People of south Asian or Black Caribbean
origin are far more likely to hold a ‘traditional’ view of
caregiving than White British people, new research shows.
The study,
published in the September issue of the British Journal of
Psychiatry, found that south Asian and Black Caribbean carers
of people with dementia are more likely to perceive their caring
role as natural, expected and virtuous.
In contrast, White British people are more
likely to hold a ‘non-traditional’ caregiving ideology, deriving
little or no reward from such a relationship and believing their
own lives are put ‘on hold’ while they perform caring duties.
In the UK, around two-thirds of older people
with dementia are supported in the community, and family members
are the most important source of dementia care. This is
particularly true among ethnic minority populations, who are less
likely to access specialist healthcare of social care services.
Researchers at the Institute of Psychiatry,
King’s College London carried out in-depth qualitative interviews
with 32 carers of people with dementia: 10 were Black Caribbean (9
women, 1 man), 10 south Asian (5 women, 5 men) and 12 White British
(11 women, 1 man). The participants were recruited from four
socially and ethnically diverse south London boroughs – Lambeth,
Southwark, Lewisham and Croydon.
Carers fell into one of two groups
(traditional and non-traditional) according to whether they held
three core interrelated beliefs: that caregiving is natural,
expected and virtuous. The majority of the south Asian, half of the
Black Caribbean and only a minority of White British participants
were found to possess a traditional ideology.
Most south Asian and Black Caribbean carers
with traditional ideologies possessed strong religious values. For
them, providing care was consistent with being a ‘good’ Hindu or
Christian and was therefore the normal thing to do.
Others felt a natural inclination towards
caregiving. For example, a high proportion of Black Caribbean
carers had experience in the nursing profession, and felt this
equipped them to deal with the caregiving role.
Many traditional caregivers viewed their role
as a natural part of their life course, either as the spouse or the
child of someone with dementia. One south Asian son said: “You
know, as Indians, we always look after our parents…my father looked
after me when I was young and he has done lots and lots of things
for me so it’s my turn to look after him.”
Sons and daughters of south Asian and Black
Caribbean origin with traditional ideologies viewed caring less as
a necessity and more as an opportunity to reciprocate parental
support. One daughter, born in the Caribbean, reflected on how her
attitude towards caregiving differed from that of her British-born
siblings: “It’s something I want to do and I’m glad I can do it.
It’s almost a privilege to do, but then, you know, I…as I said I
grow up in Jamaica and it’s probably a cultural thing. Whereas my
younger siblings don’t have quite the same dedication, they’ll do
it because it’s Dad but it’s not their duty.”
Having a traditional caregiving ideology was
found to help carers derive rewards from the relationship and feel
that their lives, although changed, were ongoing. This contrasts
sharply with those with non-traditional ideologies, for whom
caregiving often signified the end of their relationship and, to a
large extent, their lives.
For example, one White British woman with a
non-traditional ideology caring for her mother said: “In a way
she’s not my Mum anymore, that’s the hard bit, she’s just
sometimes…she can be a difficult old lady that you have to keep
your eye on.”
The researchers found that caregiving had a
negative impact on carer health across all participants – both
traditional and non-traditional. Many felt that they were
constantly battling exhaustion and were sleep-deprived.

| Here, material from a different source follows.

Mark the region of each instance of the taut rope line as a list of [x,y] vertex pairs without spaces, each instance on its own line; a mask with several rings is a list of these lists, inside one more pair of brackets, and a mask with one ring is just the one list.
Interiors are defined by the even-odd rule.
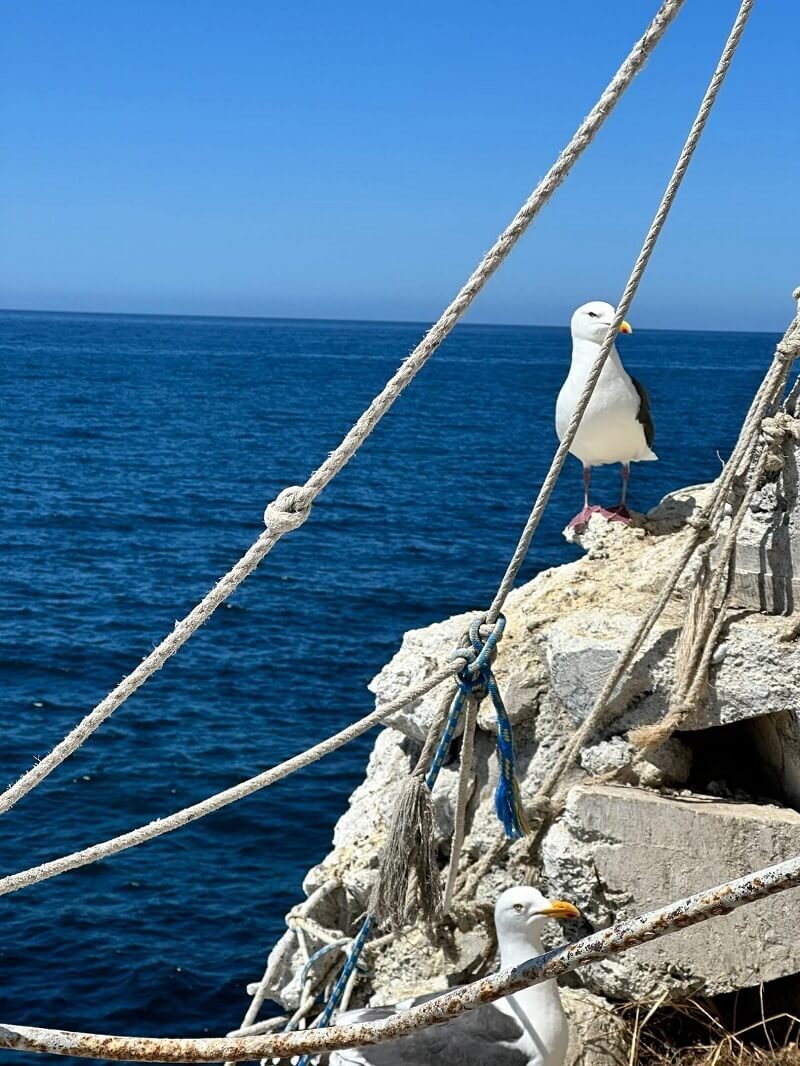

Overall, caregivers with a traditional
ideology were more likely to be satisfied with the support they
received from professional health and social care services.
Conversely, some carers with non-traditional ideologies were eager
to relinquish their caregiving responsibility, were more demanding
of services and more likely to feel their needs were not being
met.
The study’s authors make recommendations of
ways in which carers with both traditional and non-traditional
ideologies can be better supported.
For those with traditional ideologies,
professional care staff should reassure carers that it is both
natural and necessary to take time for themselves. Significantly,
some south Asian carers saw asking for professional help as a
failure to fulfil their responsibilities. Therefore, services might
be considered more acceptable if they communicated their commitment
to supporting – rather than substituting – family members in the
caregiving role.
Carers with non-traditional ideologies may
benefit from a change in governmental policy and the benefits
system to directly support and promote the role of family carers.
Specific grants or targeted benefits would help legitimise the
caregiving role as well as directly help those who care.